Corrientes, la provincia que recibió un mayor monto de ATN, ocho mil millones de pesos, continúa en conflicto tras una masiva marcha, luego de la cual el gobierno de Valdés retrocedió sobre descuentos de hasta 300 mil pesos a quienes habían participado del paro nacional docente del 2 de marzo.
La provincias que siguen beneficiadas por los ATN son Mendoza, $ 7 mil millones; Entre Ríos, $ 6 mil millones; Misiones, $ 5.500 millones; San Juan y Chaco, $ 4 mil millones cada una; Salta, $ 3.500 millones; Catamarca y Chubut, $ 2.500 millones cada una; y Jujuy y Neuquén, $ 2 mil millones.
En ninguno de los casos, los mandatarios provinciales aseguraron estar conformes con lo recibido y en todas estas provincias hay diferentes grados de conflictos sindicales, algunos especialmente radicalizados.
El miércoles pasado, la Plaza Belgrano, en San Salvador de Jujuy, fue el epicentro de una marcha de antorchas impulsadas por docentes y estatales.
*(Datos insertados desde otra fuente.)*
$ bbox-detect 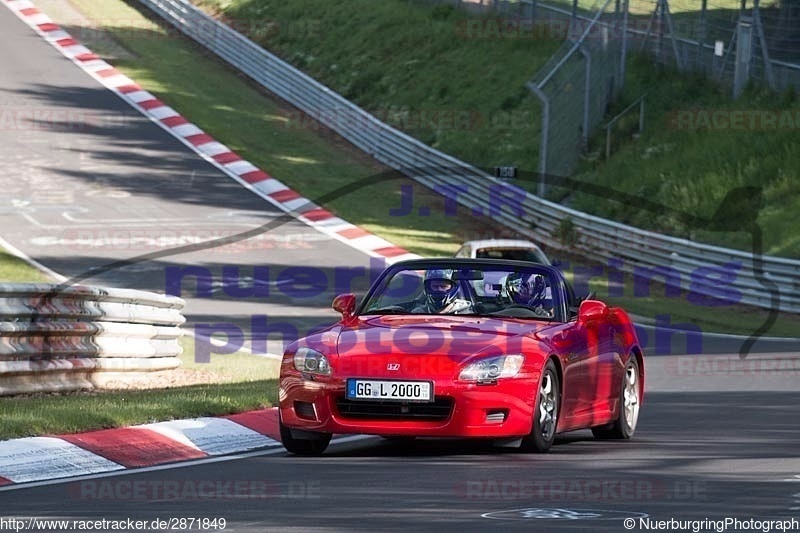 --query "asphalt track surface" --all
[0,2,800,531]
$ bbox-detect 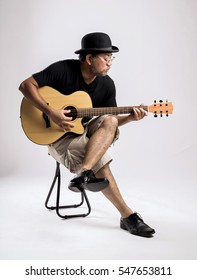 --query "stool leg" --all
[45,162,91,219]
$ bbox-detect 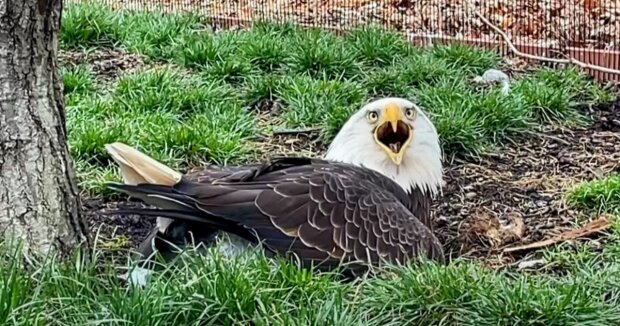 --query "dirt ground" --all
[68,50,620,267]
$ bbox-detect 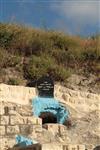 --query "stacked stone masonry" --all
[0,107,42,137]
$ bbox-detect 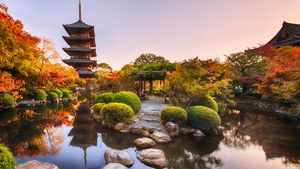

El sindicato de maestros jujeños Cedems viene protagonizando un duro conflicto con paros, cortes de ruta y acampe en la puerta del ministerio provincial de Educación.
Situación similar en Misiones, donde el conflicto docente sigue activo y tiene varias aristas: hay medidas de fuerza provinciales en reclamo de salarios dignos y rechazo a la reforma laboral y educativa impulsada desde Nación, con paros provinciales convocados por agrupaciones y sindicatos locales como FTEL y la Mesa de Unidad Docente, que denunciaron condiciones “desesperantes” y convocaron a huelgas con diferentes modalidades a lo largo del mes.
En Catamarca, el conflicto lo llevan adelante principalmente docentes autoconvocados que rechazan el acuerdo salarial firmado por la paritaria, al considerar que es insuficiente frente al costo de vida. Exigen un salario mínimo de $ 1.300.000, critican que acuerdos paritarios los cierren hasta 2027 y sostienen que el actual básico (por debajo de $ 870 mil) está muy lejos de cubrir necesidades y la canasta familiar.
En San Juan también hay protagonismo de sectores autoconvocados y opositores a las conducciones gremiales tradicionales. Los reclamos principales giran en torno a la recomposición salarial real y el rechazo de las propuestas oficiales, que según los manifestantes “no alcanzan frente al ajuste general de precios y tarifas”.
En Córdoba, el conflicto incluye paros y medidas de fuerza formales con niveles de acatamiento del 80% y rechazo de ofertas salariales condicionadas por la recaudación provincial.
En Salta, Tucumán y Santa Cruz, lideradas por gobernadores opositores que también cambiaron apoyo parlamentario por envíos de ayuda económica, la situación no es menos grave: paros, cortes de ruta y rechazo a las propuestas salariales.
En Modo Fontevecchia, el dirigente radical y auditor de la Nación, Luis Naidenoff, aseguró que “de seguir este ahogo presupuestario a las provincias, hay gobernadores que podrían no poder pagar los sueldos”, lo que sería un agravante a la ya delicada situación conflictiva en el interior del país.